Pourtant, face à la montée de la colère des classes populaires autour de la réforme des retraites, le gouvernement tente de manœuvrer pour éteindre les braises de la contestation et diviser les rangs des travailleurs. Pour faire passer cette réforme douloureuse, Macron a impérativement besoin de diviser les travailleurs.
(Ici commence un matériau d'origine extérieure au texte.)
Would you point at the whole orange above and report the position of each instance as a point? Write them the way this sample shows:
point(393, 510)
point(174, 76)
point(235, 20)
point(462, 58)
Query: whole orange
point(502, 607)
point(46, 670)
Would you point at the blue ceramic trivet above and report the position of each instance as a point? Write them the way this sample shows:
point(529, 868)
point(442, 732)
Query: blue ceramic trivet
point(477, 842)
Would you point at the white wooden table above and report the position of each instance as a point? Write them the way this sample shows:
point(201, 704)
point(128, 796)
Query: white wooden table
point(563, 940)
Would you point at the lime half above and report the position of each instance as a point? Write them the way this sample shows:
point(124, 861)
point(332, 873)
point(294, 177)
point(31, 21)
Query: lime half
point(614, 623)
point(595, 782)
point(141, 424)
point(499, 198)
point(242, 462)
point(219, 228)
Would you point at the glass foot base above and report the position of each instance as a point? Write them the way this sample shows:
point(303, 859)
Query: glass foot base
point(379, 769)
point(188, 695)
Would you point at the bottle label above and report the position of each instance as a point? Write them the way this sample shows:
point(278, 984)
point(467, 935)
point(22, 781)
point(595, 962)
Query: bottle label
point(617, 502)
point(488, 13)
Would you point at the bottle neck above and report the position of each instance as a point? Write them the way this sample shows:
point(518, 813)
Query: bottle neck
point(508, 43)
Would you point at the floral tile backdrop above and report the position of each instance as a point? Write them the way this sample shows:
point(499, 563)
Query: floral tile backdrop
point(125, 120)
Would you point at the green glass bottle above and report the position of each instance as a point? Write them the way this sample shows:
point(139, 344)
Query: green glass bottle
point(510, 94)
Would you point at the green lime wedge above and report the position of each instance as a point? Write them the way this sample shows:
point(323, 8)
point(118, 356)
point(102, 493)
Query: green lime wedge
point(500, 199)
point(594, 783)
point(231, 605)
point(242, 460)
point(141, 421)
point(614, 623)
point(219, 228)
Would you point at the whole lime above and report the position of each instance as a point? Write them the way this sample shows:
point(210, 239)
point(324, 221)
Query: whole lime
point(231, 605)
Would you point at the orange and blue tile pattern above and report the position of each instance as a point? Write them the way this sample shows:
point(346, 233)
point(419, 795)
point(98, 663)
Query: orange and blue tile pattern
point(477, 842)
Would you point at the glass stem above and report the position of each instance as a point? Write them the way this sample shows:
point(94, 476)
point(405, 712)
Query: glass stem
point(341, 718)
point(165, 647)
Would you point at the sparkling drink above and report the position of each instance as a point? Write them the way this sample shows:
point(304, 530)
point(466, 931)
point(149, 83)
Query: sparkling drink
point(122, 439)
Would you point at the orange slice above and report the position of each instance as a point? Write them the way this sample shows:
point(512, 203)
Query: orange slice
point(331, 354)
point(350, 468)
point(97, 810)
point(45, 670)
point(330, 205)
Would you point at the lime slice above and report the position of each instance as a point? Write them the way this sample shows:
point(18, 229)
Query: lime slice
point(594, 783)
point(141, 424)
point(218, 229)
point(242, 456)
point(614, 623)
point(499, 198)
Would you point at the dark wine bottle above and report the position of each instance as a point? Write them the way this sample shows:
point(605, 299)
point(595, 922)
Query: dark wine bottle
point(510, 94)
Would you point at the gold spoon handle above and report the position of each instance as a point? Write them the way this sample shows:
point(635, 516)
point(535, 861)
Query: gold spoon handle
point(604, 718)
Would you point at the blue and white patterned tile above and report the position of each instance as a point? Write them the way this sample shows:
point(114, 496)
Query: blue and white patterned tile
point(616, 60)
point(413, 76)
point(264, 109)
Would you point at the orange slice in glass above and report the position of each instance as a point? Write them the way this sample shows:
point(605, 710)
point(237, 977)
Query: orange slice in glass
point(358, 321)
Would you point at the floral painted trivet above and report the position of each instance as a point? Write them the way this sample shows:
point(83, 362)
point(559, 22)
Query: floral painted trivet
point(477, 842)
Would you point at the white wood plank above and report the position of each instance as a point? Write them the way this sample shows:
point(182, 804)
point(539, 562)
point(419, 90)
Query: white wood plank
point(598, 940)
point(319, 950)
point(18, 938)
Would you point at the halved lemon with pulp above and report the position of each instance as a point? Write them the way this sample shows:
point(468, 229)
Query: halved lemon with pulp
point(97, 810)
Ainsi après avoir attaqué les régimes spéciaux, le gouvernement semble réfléchir de plus en plus à négocier avec les corporations - à l’image de la rencontre organisée par le secrétaire d’Etat aux transports avec la RATP en octobre – afin de déminer le 5 décembre.

Or, dans son communiqué, la FNME-CGT, explique être « opposée à toute réforme des régimes spéciaux des IEG et Mineurs » et demande « au secrétaire d’État en charge de la réforme des retraites de recevoir au plus vite la corporation minière dont le maintien du régime spécial est exprimé et porté par le plus grand nombre. » Un risque pour le mouvement contre les retraites, dont les composantes pourraient ainsi tomber dans le piège du gouvernement en cherchant à préserver leurs régimes spéciaux individuellement.

A l’inverse, il est plus que nécessaire que cette première date de mobilisation soit massivement suivie par l’ensemble des secteurs pour construire une unité de la classe ouvrière face à la stratégie de division du gouvernement. Une unité qui doit aller de pair avec l’alliance avec l’ensemble des secteurs en lutte, des quartiers populaires aux écolos en passant par la jeunesse et le mouvement étudiant en convergence contre Macron et le système qu’il défend.